Liquid malt extracts can leave an aftertaste described as "liquid extract tang" . I don't like that. When I made beer, I quickly gave up on liquid malt extracts and went to all grain brewing. I never tasted tang when I used dry malt extract to boost the s.g. of my wort.


----------



## WVMountaineerJack (Nov 13, 2014)

Thats one reason I mentioned ELDME, leaves very little taste in the amounts used but does leave lots of body. A strawberry at 10lb or more berry/gal with ELDME and a little bit of oak (and maybe just a handful of dried elderberries for color and tannins) makes a very luscious drink. WVMJ


----------



## gtberg (Nov 14, 2014)

I'm making a peach wine with a little bit of blueberry for color. It comes out looking like a nice rose and it tastes very smooth. I could serve this to you, and you'd never know it was a peach wine. Very mellow in flavor. I'm guessing the malt adds some body and mellowness to the taste.


----------



## WVMountaineerJack (Nov 14, 2014)

Did you add malt to this? Looks like you need a lot more peaches if you cant taste them at least in their fermented form. WVMJ



gtberg said:


> I'm making a peach wine with a little bit of blueberry for color. It comes out looking like a nice rose and it tastes very smooth. I could serve this to you, and you'd never know it was a peach wine. Very mellow in flavor. I'm guessing the malt adds some body and mellowness to the taste.


----------



## gtberg (Nov 14, 2014)

Yes, I did add malt. I'm still in primary fermentation currently. It's my first attempt at wine, and I took the recipe of a friend of mine after tasting his wine.
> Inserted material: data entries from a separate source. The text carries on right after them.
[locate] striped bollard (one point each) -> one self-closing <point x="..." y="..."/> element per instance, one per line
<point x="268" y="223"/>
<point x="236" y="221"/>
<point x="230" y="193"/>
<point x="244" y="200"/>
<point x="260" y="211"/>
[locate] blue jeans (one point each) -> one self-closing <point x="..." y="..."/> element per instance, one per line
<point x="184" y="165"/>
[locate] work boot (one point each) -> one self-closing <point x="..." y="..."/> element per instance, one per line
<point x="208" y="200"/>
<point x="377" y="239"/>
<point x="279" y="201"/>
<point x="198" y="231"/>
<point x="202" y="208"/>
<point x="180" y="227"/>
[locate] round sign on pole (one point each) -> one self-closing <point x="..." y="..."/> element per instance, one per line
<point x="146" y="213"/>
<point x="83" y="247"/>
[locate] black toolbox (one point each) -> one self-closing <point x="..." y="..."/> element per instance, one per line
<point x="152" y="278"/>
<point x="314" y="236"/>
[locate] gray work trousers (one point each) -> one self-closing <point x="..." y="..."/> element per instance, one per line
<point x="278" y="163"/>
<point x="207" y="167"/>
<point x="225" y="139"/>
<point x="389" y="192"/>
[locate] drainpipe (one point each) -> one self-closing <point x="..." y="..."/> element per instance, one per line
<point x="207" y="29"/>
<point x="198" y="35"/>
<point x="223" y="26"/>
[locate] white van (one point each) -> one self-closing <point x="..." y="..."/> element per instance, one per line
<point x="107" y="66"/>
All the science aside, the proof is in the taste of the finished wine, and after tasting his wine, I'm a believer. Maybe my next batch, I'll try making it without the malt and see the difference in the finished wine. At this point, I'm overwhelmed with too much information from everything I've read. But that was one thing I couldn't find any information about was what the purpose of adding malt to wine does.


----------



## maurtis (Nov 14, 2014)

I wonder how some DME in a Dragon Blood would work out? Some easy extra body might be nice.

How much are you guys using in your peach and strawberry wines? Say, for a 6 gallon batch, would I just go with one lb of ELDME? I happen to have a 1lb bag in my brew closet waiting for a place to go!


----------



## olusteebus (Nov 14, 2014)

I happen to have 2 bags of dme. I may try that with SP sometime.


----------